Tears, Ruined Plans As WWII Bomb Halts Paris-London Trains

From missed funerals to scrambled birthday plans, the travellers caught in the cancellation Friday of Paris-London trains were left bewildered and, in some cases, in tears.
In Paris's Gare du Nord and London's St Pancras station the same announcement echoed all day: Eurostar trains between the cities were cancelled after a World War II bomb was unearthed near tracks in the French capital.
And while the bomb had been defused by Friday afternoon, traffic would only gradually resume from 1700 GMT, with a full service not expected until Saturday.
Hundreds of passengers joined a snaking queue at St Pancras station to change their tickets or slumped in the station concourse by their bags, searching for alternative travel routes on their phones.
Among them was Londoner Michelle Abeyie, who was having a bad start to her 40th birthday, which she had planned to celebrate with friends on her first-ever trip to Paris.

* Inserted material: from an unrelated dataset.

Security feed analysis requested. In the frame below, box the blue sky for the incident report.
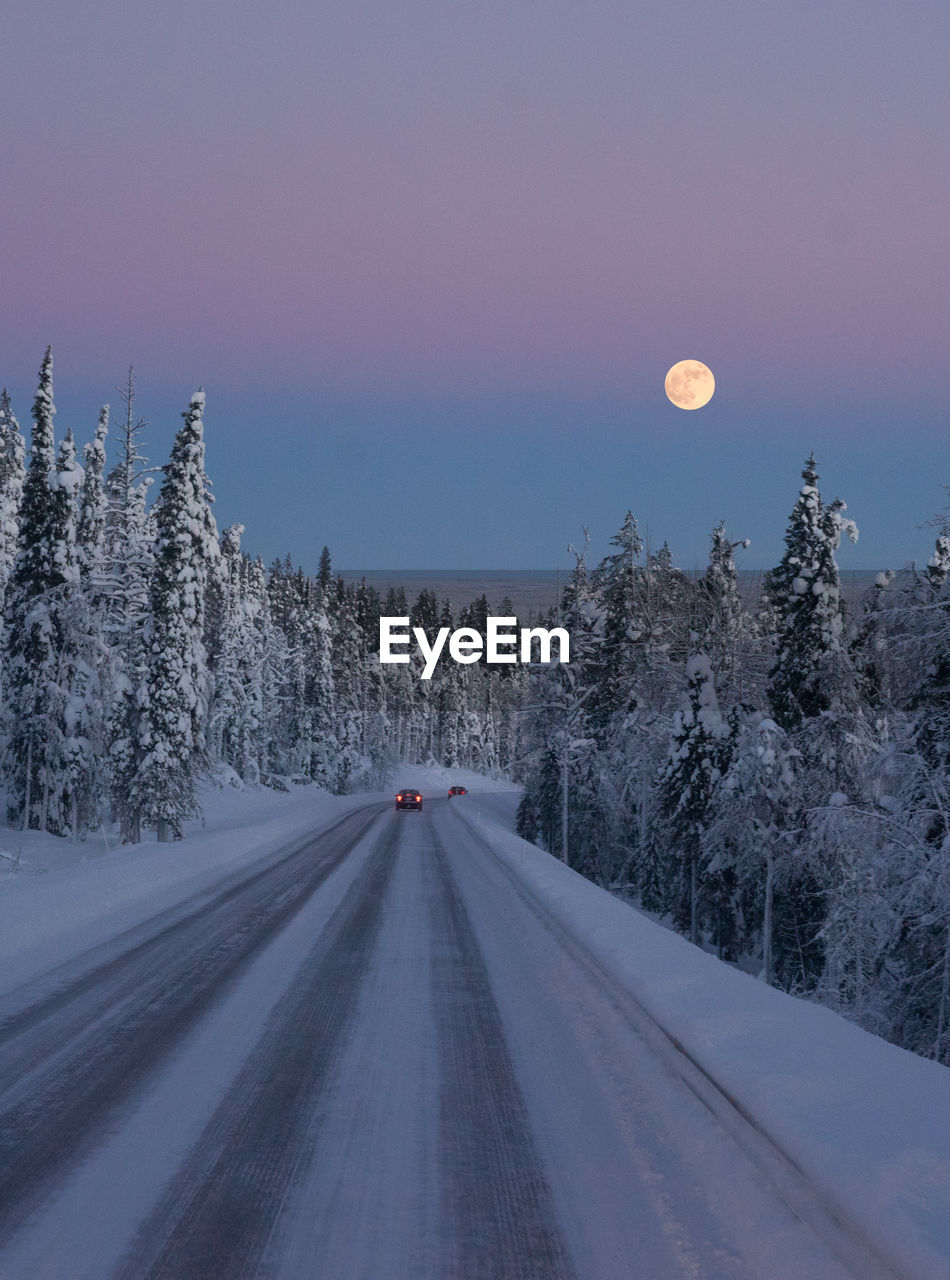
[0,0,950,568]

"We were supposed to get on the 11:30 (GMT train) to Paris, we would've gone to the Louvre and the Moulin Rouge (cabaret) tonight," Abeyie told AFP.
"We had all the tickets booked," she said, wiping away a few tears. "I'm really upset, disappointed, frustrated, stressed."

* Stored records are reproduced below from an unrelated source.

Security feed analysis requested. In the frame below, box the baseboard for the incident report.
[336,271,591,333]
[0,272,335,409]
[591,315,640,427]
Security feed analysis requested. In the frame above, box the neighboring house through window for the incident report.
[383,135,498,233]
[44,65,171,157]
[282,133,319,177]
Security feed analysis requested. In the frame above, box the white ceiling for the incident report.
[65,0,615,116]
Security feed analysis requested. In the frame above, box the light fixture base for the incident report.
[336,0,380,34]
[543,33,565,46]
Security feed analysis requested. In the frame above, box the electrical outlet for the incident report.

However, her friends said they were determined to follow through with the day's plans.
They looked for alternative trains to the southeast coastal town of Dover, from where they planned to catch a ferry to Calais in France.
Friday is one of the busiest days of the week for the train route between the two capitals, a Eurostar employee at St Pancras told AFP.
Harrison Baker, a 28-year-old tourist from Australia was "shocked" when the loudspeakers at the central London station announced that the reason for cancellation was an unexploded shell.
Browsing for Airbnb rentals to stay an extra night in London, he admitted "it's going to be expensive", but was not disappointed.
"I'm happy because I get to stay here another day," grinned Baker.
In another corner, actress and Londoner Marie was sobbing as she scrolled on her phone to look for alternative routes to Paris.
"I have a funeral to attend tomorrow," said Marie, who did not wish to share her surname. "They're doing everything they can, but it's unfortunate.
"I can't go at all (to Paris). The planes are too expensive," Maria said, adding she would likely have to miss the funeral.
Across the channel in Gare du Nord, station staff tried their best to reassure bewildered passengers, many of them British tourists stranded in Paris.
Nadine, a 57-year-old British woman said she came to the station despite being warned that morning by her daughter. "I absolutely have to get home for work," she said.
However, the experience was proving frustrating, as the Eurostar ticketing system had "crashed" for her. "I keep trying again and again... but nothing works. I don't know what to do."
Many of the travellers, stuck in France for at least one more night, will have to find a hotel -- like Steve Reilly, a 68-year-old Englishman from York who hoped to return "tomorrow, before noon!"
With the bomb finally defused on Friday afternoon, the trains were due to gradually resume from 1700 GMT, said French Transport Minister Philippe Tabarot.
Rail traffic between the two capitals were expected to be running normally again by Saturday, Eurostar announced.
On Friday, the service was urging passengers to change their journey "for a different date" and offering exchanges and refunds on their train tickets.
Back in London, writer Henrietta Bredin had been set to take the 1230 GMT Eurostar to Paris and spend the next month there before her train was cancelled.
"It's been difficult for everybody," said Bredin.
Her co-traveller Mark Ormerod, 67, said the "information from the Eurostar has not been very good", citing the little information available on the website.
"We're very lucky that it's unexploded," Bredin joked.
"It's a wonderful service," added Ormerod. "We'd just like to get on it."
Other Eurostar routes between London and Brussels or Amsterdam were running as normal.